Thomas Metzger (links), Johannes Gunzenreiner und Heinz Högerle bei der Eröffnung der Ausstellung "Flüchtiges Glück" im Museum Jüdischer Betsaal in Horb. Foto: Trommer Foto: Schwarzwälder Bote

Heimatgeschichte: Geschichte einer trügerischen Befreiung: Neue Ausstellung im Jüdischen Betsaal zu sehen

Im Museum Jüdischer Betsaal Horb wurde am Sonntag die Ausstellung "Flüchtiges Glück" eröffnet. Die Professoren Johannes Gunzenreiner und Thomas Metzger aus St. Gallen waren anwesend und erläuterten die Motivation zu der Ausstellung.

Horb. Begrüßt wurden die Gäste von Barbara Staudacher vom Träger- und Förderverein Ehemalige Synagoge Rexingen. Das Thema der Ausstellung ist die Befreiung von jüdischen Häftlingen aus dem Konzentrationslager Theresienstadt im Februar 1945.

Der Zugang des Vereins dazu war die Person von Isidor David, ein Rexinger Viehhändler, der zu dieser Gruppe gehört hat. Bei der Recherche über ihn im Jahr 2015 war man auf Informationen über eine Ausstellung in der Pädagogischen Hochschule St. Gallen gestoßen.

Der Kontakt mit den Professoren Gunzenreiner und Metzger brachte Überraschendes zutage: über jeden der Geretteten existiert im Berner Bundesarchiv ein Dossier, das den Aufenthalt in der Schweiz dokumentiert. Im Museum Jüdischer Betsaal sind bis Oktober 2018 Fotos von Walter Scheiwiller zu sehen, die dieser von den Geretteten gemacht hatte.
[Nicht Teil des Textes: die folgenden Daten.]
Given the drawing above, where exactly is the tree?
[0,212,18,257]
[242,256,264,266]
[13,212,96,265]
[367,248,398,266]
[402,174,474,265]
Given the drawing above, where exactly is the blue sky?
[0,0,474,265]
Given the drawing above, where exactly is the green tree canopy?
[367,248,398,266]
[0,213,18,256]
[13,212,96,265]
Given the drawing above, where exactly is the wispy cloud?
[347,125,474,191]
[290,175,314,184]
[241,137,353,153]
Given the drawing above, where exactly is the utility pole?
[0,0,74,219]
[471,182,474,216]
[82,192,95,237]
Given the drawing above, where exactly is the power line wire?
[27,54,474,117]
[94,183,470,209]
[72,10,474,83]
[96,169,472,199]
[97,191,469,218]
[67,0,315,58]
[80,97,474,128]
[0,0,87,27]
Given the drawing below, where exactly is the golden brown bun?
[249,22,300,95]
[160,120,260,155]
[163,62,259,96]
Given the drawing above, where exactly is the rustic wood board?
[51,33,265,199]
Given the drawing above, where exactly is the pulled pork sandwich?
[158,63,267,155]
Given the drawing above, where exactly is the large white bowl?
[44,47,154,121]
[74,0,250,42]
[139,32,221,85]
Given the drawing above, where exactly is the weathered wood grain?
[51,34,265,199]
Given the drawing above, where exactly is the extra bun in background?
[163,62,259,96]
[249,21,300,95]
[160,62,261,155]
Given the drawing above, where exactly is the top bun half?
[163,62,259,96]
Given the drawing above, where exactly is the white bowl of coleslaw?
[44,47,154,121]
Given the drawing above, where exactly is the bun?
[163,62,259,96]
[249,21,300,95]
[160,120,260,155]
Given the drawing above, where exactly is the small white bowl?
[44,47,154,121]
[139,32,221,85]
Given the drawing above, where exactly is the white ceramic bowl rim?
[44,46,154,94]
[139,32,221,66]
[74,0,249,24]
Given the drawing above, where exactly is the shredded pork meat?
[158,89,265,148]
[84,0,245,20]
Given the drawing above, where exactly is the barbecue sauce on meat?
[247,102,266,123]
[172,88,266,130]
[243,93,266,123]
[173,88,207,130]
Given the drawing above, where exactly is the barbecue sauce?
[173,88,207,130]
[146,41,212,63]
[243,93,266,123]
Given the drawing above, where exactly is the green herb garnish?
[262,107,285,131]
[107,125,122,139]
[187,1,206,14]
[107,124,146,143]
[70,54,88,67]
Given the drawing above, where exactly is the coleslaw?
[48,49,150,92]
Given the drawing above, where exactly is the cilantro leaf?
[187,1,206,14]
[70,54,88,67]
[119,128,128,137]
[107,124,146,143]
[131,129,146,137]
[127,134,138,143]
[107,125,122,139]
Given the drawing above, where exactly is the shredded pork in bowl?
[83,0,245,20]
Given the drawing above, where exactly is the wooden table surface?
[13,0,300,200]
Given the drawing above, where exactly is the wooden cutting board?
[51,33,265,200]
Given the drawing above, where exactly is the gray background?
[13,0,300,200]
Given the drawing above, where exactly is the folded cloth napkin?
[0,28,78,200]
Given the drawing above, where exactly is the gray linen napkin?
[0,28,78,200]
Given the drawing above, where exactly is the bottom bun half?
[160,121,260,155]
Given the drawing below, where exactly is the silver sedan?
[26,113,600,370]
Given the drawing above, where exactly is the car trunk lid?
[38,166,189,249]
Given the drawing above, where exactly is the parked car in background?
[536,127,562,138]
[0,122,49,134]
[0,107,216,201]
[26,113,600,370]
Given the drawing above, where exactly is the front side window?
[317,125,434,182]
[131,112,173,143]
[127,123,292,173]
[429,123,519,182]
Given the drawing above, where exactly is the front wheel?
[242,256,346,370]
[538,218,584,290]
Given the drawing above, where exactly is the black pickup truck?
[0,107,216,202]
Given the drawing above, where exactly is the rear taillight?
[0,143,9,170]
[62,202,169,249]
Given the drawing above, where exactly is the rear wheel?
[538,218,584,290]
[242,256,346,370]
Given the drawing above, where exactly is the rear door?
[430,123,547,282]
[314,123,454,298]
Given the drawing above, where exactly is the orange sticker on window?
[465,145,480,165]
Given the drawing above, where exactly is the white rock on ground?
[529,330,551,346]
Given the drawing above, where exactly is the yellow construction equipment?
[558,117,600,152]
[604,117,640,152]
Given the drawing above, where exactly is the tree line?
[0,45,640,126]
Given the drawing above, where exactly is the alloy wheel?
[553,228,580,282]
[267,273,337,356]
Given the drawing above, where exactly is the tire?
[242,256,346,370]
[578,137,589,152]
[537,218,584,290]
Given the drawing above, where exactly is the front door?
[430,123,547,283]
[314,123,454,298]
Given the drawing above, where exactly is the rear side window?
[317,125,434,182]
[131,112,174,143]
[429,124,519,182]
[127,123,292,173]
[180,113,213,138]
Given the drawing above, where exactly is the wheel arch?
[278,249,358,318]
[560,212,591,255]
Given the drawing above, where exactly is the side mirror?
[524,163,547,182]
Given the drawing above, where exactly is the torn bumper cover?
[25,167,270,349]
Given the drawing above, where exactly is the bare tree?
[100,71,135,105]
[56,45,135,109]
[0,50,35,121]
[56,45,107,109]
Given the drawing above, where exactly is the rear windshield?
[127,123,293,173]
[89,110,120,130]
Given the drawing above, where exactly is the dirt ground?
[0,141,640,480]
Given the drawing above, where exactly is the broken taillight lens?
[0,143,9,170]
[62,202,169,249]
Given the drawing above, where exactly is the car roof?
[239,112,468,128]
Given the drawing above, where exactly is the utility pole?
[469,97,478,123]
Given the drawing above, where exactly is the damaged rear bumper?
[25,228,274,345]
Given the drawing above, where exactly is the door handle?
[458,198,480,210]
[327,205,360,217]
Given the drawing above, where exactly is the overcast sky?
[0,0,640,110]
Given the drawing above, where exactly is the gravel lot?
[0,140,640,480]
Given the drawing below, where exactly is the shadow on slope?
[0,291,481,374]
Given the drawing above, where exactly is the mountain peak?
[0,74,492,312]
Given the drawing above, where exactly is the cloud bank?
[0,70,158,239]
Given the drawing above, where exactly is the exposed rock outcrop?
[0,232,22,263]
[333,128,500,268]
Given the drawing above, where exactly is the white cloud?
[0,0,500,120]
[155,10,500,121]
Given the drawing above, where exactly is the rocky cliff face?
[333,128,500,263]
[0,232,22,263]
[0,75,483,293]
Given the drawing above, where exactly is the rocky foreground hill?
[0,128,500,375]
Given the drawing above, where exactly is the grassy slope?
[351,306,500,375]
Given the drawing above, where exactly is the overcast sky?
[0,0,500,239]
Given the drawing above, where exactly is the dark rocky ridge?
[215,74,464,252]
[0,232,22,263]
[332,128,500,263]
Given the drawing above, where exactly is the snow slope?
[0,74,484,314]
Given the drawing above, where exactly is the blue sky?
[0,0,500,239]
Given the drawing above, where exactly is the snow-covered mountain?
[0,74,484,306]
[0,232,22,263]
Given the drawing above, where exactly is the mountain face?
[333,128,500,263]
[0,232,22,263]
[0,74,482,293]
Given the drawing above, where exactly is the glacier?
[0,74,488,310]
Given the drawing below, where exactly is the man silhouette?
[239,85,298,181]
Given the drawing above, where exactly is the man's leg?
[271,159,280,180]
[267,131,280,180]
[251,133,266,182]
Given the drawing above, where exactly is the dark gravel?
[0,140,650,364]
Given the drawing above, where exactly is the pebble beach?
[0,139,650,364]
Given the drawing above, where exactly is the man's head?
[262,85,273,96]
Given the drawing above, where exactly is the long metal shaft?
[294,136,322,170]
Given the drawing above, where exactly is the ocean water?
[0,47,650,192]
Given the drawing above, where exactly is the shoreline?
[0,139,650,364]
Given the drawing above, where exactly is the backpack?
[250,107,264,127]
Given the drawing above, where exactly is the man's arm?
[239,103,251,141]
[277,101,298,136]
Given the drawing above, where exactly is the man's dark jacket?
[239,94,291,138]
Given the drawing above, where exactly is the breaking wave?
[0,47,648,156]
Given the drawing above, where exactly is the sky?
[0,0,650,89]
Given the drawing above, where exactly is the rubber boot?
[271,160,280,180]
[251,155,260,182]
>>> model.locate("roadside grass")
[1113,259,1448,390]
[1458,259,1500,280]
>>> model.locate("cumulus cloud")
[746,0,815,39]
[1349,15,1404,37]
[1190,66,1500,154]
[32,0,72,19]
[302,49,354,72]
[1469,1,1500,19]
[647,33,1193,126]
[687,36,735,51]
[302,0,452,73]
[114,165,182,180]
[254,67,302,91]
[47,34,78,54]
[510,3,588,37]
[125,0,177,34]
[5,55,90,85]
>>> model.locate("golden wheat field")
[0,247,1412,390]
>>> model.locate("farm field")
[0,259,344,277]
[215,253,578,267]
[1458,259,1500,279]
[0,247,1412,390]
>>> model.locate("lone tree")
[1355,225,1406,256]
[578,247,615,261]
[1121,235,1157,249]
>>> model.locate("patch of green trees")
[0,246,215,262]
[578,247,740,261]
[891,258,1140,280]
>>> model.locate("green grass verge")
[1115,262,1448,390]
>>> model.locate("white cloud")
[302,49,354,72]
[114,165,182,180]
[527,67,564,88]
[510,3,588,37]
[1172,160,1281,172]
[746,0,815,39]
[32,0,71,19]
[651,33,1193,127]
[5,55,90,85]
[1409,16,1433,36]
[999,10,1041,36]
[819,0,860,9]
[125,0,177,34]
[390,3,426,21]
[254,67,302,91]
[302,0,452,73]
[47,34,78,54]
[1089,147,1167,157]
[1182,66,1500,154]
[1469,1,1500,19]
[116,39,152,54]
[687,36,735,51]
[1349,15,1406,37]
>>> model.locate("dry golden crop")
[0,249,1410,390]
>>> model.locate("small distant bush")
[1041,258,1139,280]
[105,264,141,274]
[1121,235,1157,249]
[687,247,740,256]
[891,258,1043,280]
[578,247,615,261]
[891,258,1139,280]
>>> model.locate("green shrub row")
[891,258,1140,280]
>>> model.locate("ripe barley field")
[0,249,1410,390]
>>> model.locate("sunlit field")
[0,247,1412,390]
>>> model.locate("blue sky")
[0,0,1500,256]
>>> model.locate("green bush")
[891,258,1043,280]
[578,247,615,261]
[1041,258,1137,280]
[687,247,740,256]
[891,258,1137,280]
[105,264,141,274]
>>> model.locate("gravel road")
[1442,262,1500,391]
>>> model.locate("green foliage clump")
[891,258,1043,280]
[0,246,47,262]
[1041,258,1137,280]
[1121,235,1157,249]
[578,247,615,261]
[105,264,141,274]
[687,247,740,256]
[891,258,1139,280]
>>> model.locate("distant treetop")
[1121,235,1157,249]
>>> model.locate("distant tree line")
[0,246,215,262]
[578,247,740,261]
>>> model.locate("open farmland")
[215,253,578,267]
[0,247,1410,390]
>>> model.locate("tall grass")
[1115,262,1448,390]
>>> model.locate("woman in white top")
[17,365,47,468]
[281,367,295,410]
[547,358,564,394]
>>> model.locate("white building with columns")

Eine Tafel berichtet über den Überlebenden Pavel Hoffmann, der heute in Reutlingen lebt – er wird am 21. September in Horb einen Vortrag halten. So auch am 27. September in Bad Wildbad, wo eine Veranstaltungsreihe zu den "Spuren jüdischen Lebens" läuft.

Das Gebäude am Ihlinger Tor war 1903 an die jüdische Gemeinde zur Nutzung als Synagoge vermietet worden, zumindest die Räume im Hochparterre. Nach der Schändung des Betsaals 1938 durch die SA und die Hitlerjugend wurden diese Räume als Wohnungen genutzt, später stand es eine Zeit lang leer. 2006 wurde die Förderstiftung Jüdischer Betsaal Horb gegründet mit dem Ziel, das Haus zu erhalten, zu renovieren und die beiden unteren Etagen für Ausstellungs- und Veranstaltungszwecke des Synagogenvereins Rexingen zu nutzen.

Professor Johannes Gunzenreiner betonte, dass es auch schwarze Ecken in der Schweizer Flüchtlingspolitik gebe, und zeigte dazu zeitgenössische Karikaturen. Doch zu Beginn des Jahres 1945 verhandelte der Alt-Bundesrat Jean-Marie Musy mit Heinrich Himmler und es wurde erreicht, dass schließlich 1200 jüdische Häftlinge aus Theresienstadt in die Schweiz unterwegs waren.

Thomas Metzger sagte dazu, dass bereits Ende 1944 das NS-Reich begonnen habe zu zerfallen und die Schweizer eine Art Privatfrieden gewünscht hätten. Als die Liste in Theresienstadt bekannt wurde, löste diese dort Panik aus: die Menschen befürchteten die Deportation und 50 Prozent lehnten ab. Die Zugfahrt gestaltete sich sehr schwierig, und die Ankunft an der Schweizer Grenze war auch nicht einfach. Die Behörden waren nicht informiert worden.

Professor Gunzenreiner stellte das Projekt genau vor. Die Flüchtlinge wurden im Februar 1945 im Haus Hadwig in St. Gallen untergebracht, wo sich heute die Pädagogische Hochschule befindet. Mit 52 Studenten und einigen Dozenten wurde eine Ausstellung ausgerichtet, die Porträts von Fotograf Scheiwiller waren ja vorhanden. Dieser wurde zu dem Thema befragt; laut seiner Aussage handelte es sich um den Auftrag einer Agentur und er hat seine Arbeit mit professioneller Distanz gemacht. Es wurden auch Materialien für den Unterricht vorbereitet.

Der stellvertretende Vorsitzende des Vereins, Heinz Högerle, bedankte sich bei den beiden Professoren aus St. Gallen für ihr Kommen und ihre Beiträge. Högerle berichtete von dem Museum Beit Lohamei Hagetaot: Das erste Museum in Israel, das Opfern des Holocaust und des jüdischen Widerstandes gedachte. Dort gebe es sogenannte Jugend-Guides, was bei Gedenkstätten in der Region auch geplant sei.